Riquadro 6: L’albero della valutazione
4. IL QUADRO SUI SERVIZI SOCIALI E LO STATO DELL’ARTE DEL WELFARE SOCIO-SANITARIO ATTUALE IN ITALIA
4.1 Dal centralismo sociale al federalismo solidale
4.1.3 Terzo settore e partecipazione
L’ ex Agenzia per il Terzo Settore (oggi Ministero del lavoro e delle politiche sociali) ha pubblicato nel 2011 il documento “Linee guida sulla definizione di criteri e di modelli per la partecipazione
del terzo settore alla determinazione delle politiche pubbliche a livello locale”.

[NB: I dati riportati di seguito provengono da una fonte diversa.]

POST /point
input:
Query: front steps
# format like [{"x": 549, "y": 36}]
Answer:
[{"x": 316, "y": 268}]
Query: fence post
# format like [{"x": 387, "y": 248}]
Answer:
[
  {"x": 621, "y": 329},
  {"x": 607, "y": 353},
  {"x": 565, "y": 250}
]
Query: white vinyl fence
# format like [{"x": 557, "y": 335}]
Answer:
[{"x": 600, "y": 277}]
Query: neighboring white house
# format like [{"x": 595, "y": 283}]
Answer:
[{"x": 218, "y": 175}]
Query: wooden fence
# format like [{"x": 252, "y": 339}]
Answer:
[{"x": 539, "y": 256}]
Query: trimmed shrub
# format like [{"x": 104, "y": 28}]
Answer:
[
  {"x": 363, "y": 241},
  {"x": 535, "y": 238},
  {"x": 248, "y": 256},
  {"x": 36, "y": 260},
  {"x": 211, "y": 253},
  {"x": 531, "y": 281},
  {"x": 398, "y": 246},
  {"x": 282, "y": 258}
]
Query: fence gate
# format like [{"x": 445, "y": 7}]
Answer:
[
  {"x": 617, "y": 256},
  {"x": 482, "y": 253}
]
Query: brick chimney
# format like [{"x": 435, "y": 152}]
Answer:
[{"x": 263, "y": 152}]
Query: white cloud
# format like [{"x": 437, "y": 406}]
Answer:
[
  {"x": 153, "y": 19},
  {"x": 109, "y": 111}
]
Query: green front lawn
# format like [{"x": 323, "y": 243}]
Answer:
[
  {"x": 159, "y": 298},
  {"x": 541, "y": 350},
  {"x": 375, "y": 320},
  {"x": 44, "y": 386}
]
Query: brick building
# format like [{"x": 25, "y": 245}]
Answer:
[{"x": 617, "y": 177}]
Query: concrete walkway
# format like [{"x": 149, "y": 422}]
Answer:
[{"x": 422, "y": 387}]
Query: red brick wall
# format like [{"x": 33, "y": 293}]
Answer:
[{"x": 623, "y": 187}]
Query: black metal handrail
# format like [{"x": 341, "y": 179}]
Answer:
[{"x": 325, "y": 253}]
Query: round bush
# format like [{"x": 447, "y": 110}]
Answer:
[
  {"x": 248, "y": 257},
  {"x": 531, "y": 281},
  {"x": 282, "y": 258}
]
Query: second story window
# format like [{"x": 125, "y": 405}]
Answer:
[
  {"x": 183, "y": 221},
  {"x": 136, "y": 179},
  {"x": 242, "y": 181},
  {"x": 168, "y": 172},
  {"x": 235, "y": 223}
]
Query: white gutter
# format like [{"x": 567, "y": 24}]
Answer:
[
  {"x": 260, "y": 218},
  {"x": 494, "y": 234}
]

«Le […] linee guida, che trovano nel livello locale l’ambito preferenziale di riferimento per la loro applicazione, hanno la finalità di dettare principi che possano indirizzare e sviluppare le pratiche partecipative presenti o in via di sperimentazione sul territorio. Lo scopo è quello di declinare al meglio il tema della responsabilità delle decisioni pubbliche che si vanno ad assumere e di promuovere e rafforzare le forme attraverso cui liberamente si articola la società civile, aiutandola nell’interlocuzione con le istituzioni pubbliche per superare pratiche non inclusive o di chiusura»
[www. http://www.lavoro.gov.it/AreaSociale/AgenziaTerzoSettore/LineeGuida/Pages/default.aspx]. Il tema è di grande rilevanza visti i molteplici ambiti nei quali il ruolo del Terzo settore interagisce e tenendo conto dei vari momenti di confronto con le amministrazioni che esso ha. Il tema richiama da vicino meccanismi già sperimentati a proposito della partecipazione della società civile ai processi decisionali europei, lasciando emergere la difficoltà di stabilire un confine tra la libertà di
autodeterminazione del Terzo settore e la volontà regolatrice delle istituzioni coinvolte.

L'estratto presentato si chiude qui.